The Bible Is Complementarisn, But Don’t Monkey Around With the Trinity

A majority of complementarian evangelical scholars sympathetic to the eternal economic subordination of the Son (EES) returned to the orthodox position in 2016. (EES = though each member of the Trinity is equal in being [one nature or “ousia”], the Son is eternally subordinate to the Father in function. There are still a few pushback hangers-on to this potentially fatal theological error.

Let me state this clearly. The Father, Son and Spirit are eternally equal in power and glory and authority in every way. The Father has no more eternal authority than the Son or Spirit.

During the economy of redemption (beginning with his incarnation), the Son willingly subordinated himself to the Father’s will. This is called “economic” because it pertains only to a particular task at particular time. It is not an eternal reality in the Trinity. The Trinity can exist, and ordinarily does exist, without it. Had man never fallen, there would never have been the economic subordination of the Son.

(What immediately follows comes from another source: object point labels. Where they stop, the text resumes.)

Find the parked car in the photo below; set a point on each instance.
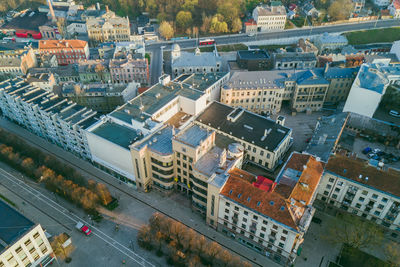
(366, 150)
(394, 113)
(83, 228)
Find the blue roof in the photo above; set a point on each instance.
(13, 225)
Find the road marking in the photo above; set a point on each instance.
(62, 210)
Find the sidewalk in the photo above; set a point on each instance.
(158, 202)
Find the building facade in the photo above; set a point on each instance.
(18, 62)
(25, 245)
(130, 70)
(270, 217)
(265, 141)
(351, 184)
(108, 28)
(66, 51)
(41, 112)
(270, 18)
(198, 62)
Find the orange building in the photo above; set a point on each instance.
(66, 51)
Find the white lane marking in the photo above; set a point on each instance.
(38, 194)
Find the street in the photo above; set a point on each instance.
(136, 207)
(64, 219)
(155, 48)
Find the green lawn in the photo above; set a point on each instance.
(351, 257)
(224, 48)
(374, 36)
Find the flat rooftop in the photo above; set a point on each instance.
(13, 225)
(246, 125)
(152, 100)
(202, 82)
(117, 134)
(193, 135)
(361, 172)
(159, 142)
(252, 54)
(326, 136)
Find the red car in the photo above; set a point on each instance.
(83, 228)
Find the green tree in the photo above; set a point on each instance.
(354, 231)
(340, 9)
(184, 20)
(166, 30)
(236, 25)
(218, 25)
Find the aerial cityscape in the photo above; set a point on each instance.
(200, 133)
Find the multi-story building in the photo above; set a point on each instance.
(130, 69)
(46, 115)
(306, 90)
(394, 9)
(369, 87)
(358, 5)
(108, 28)
(94, 71)
(382, 3)
(101, 97)
(134, 130)
(351, 184)
(265, 141)
(197, 62)
(270, 18)
(253, 60)
(328, 41)
(23, 243)
(66, 51)
(294, 60)
(17, 62)
(268, 216)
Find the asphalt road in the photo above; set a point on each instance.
(155, 48)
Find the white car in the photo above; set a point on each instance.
(394, 113)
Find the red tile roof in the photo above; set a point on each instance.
(277, 204)
(352, 168)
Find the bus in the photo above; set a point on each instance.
(207, 42)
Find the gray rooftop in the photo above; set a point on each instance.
(193, 136)
(159, 142)
(245, 125)
(117, 134)
(326, 133)
(189, 59)
(13, 225)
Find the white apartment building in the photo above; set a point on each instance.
(351, 184)
(135, 129)
(270, 18)
(46, 115)
(22, 242)
(268, 216)
(264, 140)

The divine relation between the members of the Trinity is not patterned on human relations. The human son has a beginning. The divine Son did not. The human son submits to the authority of the father. The divine Son does not eternally submit to the authority of the Father, because, being equal in being, they have equal authority.

Please note this. Despite all protests, if you believe in the EES, even if you state that the Father and Son are equal in being, you’re talking nonsense — and embracing subordinationism. To be equal in being means the Father, Son, and Spirit are equally authoritative, and not subordinate one to the other.

Those who champion EES to buttress the subordination of the wife to her husband are just as wrong as the egalitarians who hold that man and woman are equal in relation since the members of the Trinity are equal in relation.

The error of both is in assuming that the ontological Trinity is a pattern for human relationships. But there is nothing in creation that corresponds to the ontological Trinity. To say that there is undermines the Creator-creature distinction and is potentially catastrophic.

The Bible teaches what we nowadays call complementarianism. But don’t monkey around with the orthodox Trinity in order to support that view.